Lavabit e Silent Circle hanno fondato la Dark Mail Alliance, un gruppo che promuove l’adozione dell’omonimo protocollo per la posta elettronica: uno strumento per occultare i messaggi ai sistemi integrati come PRISM della NSA. L’obiettivo – con una campagna di raccolta fondi su Kickstarter – è realizzare un’infrastruttura che permetta di comunicare in sicurezza, senza “intrusioni” istituzionali, utilizzando le comuni risorse del web. Quella della privacy è un’esigenza sempre più percepita, specie dopo le rivelazioni di Snowden.

Se ricordate, in agosto la magistratura statunitense aveva imposto il sequestro di Lavabit: un’azienda che manteneva dei mail server criptati. MEGA intende riproporre la stessa soluzione dalla Nuova Zelanda, ma gli ex dirigenti della società sequestrata sono andati addirittura oltre — correggendo il codice che utilizzavano per renderlo open source e fornire una crittografia tanto efficiente, quanto “invisibile”. Sì, perché il nuovo protocollo ideato dalla Dark Mail Alliance non prevede un intervento diretto da parte dell’utente.

Tecnicamente, chiunque potrebbe inviare e ricevere messaggi sicuri con gli strumenti open source già esistenti.
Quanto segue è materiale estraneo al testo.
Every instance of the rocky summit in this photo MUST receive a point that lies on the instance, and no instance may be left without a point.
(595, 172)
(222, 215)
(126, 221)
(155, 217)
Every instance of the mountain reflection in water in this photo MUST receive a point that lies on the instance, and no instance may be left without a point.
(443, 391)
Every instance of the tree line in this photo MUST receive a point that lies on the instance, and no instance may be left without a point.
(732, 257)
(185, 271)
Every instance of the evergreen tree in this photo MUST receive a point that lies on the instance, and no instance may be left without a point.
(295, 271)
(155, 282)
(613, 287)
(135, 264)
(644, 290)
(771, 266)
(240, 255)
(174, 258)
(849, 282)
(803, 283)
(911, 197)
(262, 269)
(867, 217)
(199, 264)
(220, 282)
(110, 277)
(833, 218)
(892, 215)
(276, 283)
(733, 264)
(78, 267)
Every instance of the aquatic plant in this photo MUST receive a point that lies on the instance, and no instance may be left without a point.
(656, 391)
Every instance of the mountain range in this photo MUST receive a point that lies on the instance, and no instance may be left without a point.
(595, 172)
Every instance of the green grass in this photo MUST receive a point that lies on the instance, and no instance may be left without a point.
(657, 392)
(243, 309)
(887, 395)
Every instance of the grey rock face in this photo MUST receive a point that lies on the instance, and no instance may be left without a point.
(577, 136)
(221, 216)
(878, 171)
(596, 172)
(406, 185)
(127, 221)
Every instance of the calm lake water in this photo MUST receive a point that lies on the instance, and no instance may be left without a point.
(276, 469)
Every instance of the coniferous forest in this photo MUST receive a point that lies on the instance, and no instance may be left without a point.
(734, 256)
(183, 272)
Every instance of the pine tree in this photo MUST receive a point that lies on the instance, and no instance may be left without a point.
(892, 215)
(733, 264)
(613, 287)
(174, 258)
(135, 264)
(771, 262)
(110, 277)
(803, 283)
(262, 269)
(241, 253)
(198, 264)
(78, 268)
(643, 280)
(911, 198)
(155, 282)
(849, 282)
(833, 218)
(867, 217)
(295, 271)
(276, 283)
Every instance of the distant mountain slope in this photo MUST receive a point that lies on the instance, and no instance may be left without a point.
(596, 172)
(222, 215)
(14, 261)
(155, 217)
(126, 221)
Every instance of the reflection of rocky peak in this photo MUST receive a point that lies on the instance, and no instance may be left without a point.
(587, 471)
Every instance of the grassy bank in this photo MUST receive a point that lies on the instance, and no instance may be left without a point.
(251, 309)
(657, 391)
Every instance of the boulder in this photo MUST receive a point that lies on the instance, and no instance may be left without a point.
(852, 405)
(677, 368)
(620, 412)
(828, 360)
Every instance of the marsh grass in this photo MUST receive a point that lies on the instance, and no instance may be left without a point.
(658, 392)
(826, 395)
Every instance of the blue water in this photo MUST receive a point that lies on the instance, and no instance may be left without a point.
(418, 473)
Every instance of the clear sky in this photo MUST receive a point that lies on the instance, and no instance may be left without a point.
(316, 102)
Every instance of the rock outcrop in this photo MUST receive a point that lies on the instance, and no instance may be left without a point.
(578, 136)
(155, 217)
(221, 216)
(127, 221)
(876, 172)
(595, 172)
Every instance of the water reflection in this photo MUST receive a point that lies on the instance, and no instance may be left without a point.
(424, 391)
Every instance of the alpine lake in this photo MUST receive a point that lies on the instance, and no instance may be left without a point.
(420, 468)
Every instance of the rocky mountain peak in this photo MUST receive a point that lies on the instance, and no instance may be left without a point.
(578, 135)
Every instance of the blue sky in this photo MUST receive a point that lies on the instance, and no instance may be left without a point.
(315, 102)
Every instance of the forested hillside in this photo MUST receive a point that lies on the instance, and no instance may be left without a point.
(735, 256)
La Dark Mail Alliance vorrebbe semplificare il processo, affinché non sussistano dei problemi di competenze informatiche: applaudo al progetto, ma sono subito arrivate delle critiche dagli esperti. La sicurezza del codice di Lavabit è in seria discussione, perché il metodo implementato trasmetterebbe comunque delle e-mail in testo semplice. È davvero possibile? A prescindere da ciò, il nuovo protocollo m’incuriosisce.